À côté des grands poètes français, allemands, anglais, de la première moitié du xixe  siècle, l’Italie avait trouvé des chantres, que passionnait presque exclusivement la préoccupation de l’unité nationale. Reconnu solennellement devant la nation enfin constituée, le dernier chantre, Carducci, s’apaisa peu à peu. Sa farouche fierté trouva d’autres formules esthétiques pour exprimer sa transformation. Le républicain dédaigneux et inflexible saluait les personnages de la monarchie, qui, en un pays constitutionnel, jouent souvent, non sans grotesque, le rôle tout décoratif des rois.

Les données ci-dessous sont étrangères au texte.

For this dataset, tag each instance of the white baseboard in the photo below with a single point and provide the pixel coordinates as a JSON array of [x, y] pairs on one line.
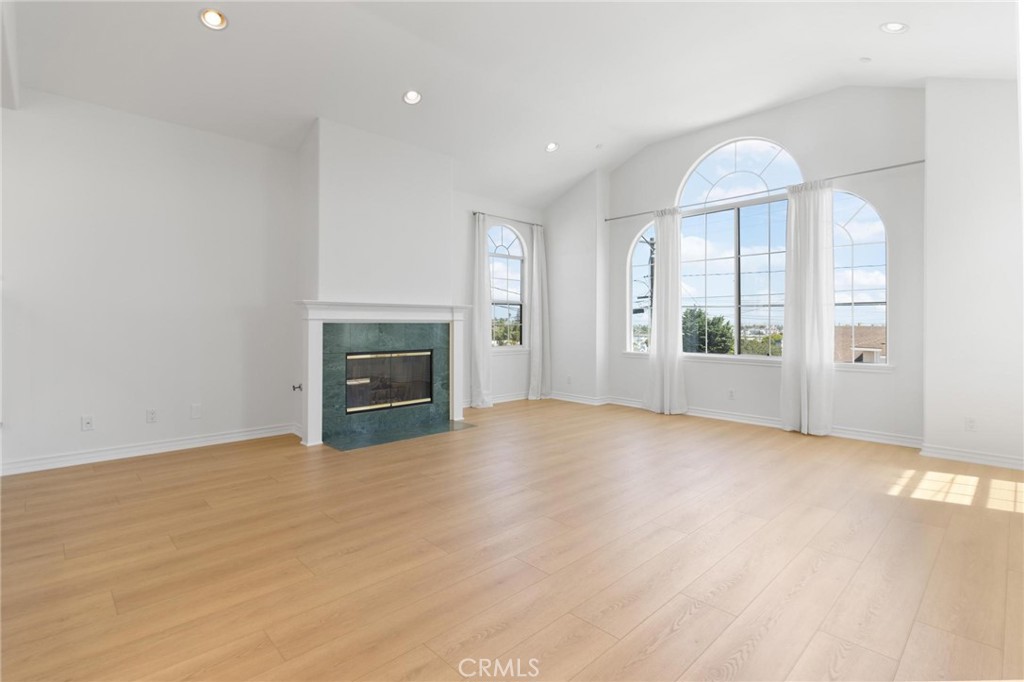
[[991, 459], [508, 397], [582, 399], [734, 417], [626, 402], [877, 436], [137, 450]]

Ainsi, malgré toutes les passions que son irréductible indépendance de Poète attirait autour de lui, malgré les haines diverses qui se heurtaient vainement contre son austère mépris, tour à tour adoré et conspué par les jeunes, détesté par les prêtres toujours, Carducci prit, il y a déjà longtemps, la place suprême qu’il occupe dans la vie spirituelle de l’Italie. Lorsque celle-ci sortit de la longue guerre soutenue pour conquérir sa « liberté », c’est-à-dire pour étouffer dans le sang de l’insurrection générale les plus anciennes vertus de ses pays séparés par la tradition et par les origines mêmes des différents peuples, et pour aboutir à la réalisation unitaire d’un organisme national complexe, non encore parfaitement harmonisé, les hommes qui avaient fait la révolution italienne, les rudes soldats de la veille, devinrent les maîtres de tous les pouvoirs du nouvel État. La vie esthétique de l’Italie avait été naturellement assez faible pendant cinquante ans de préparations et de réalisations guerrières. Les nouveaux maîtres, venant du champ de bataille, apportaient en grand désordre à leur gouvernement ces soucis et des passions, inévitables lorsqu’un grand État naissant ne peut demander qu’à la volonté et à l’initiative des hommes nouveaux les premiers principes de sa stabilité Dans ce désordre, qui se révélait par les pires erreurs, si des hommes de talent régirent le sort du pays, ils furent encadrés trop souvent par des ambitieux ignorants, dont les droits augmentaient en raison des blessures reçues pour la « liberté », sinon, toutefois, simplement en raison des campagnes où ils avaient figuré.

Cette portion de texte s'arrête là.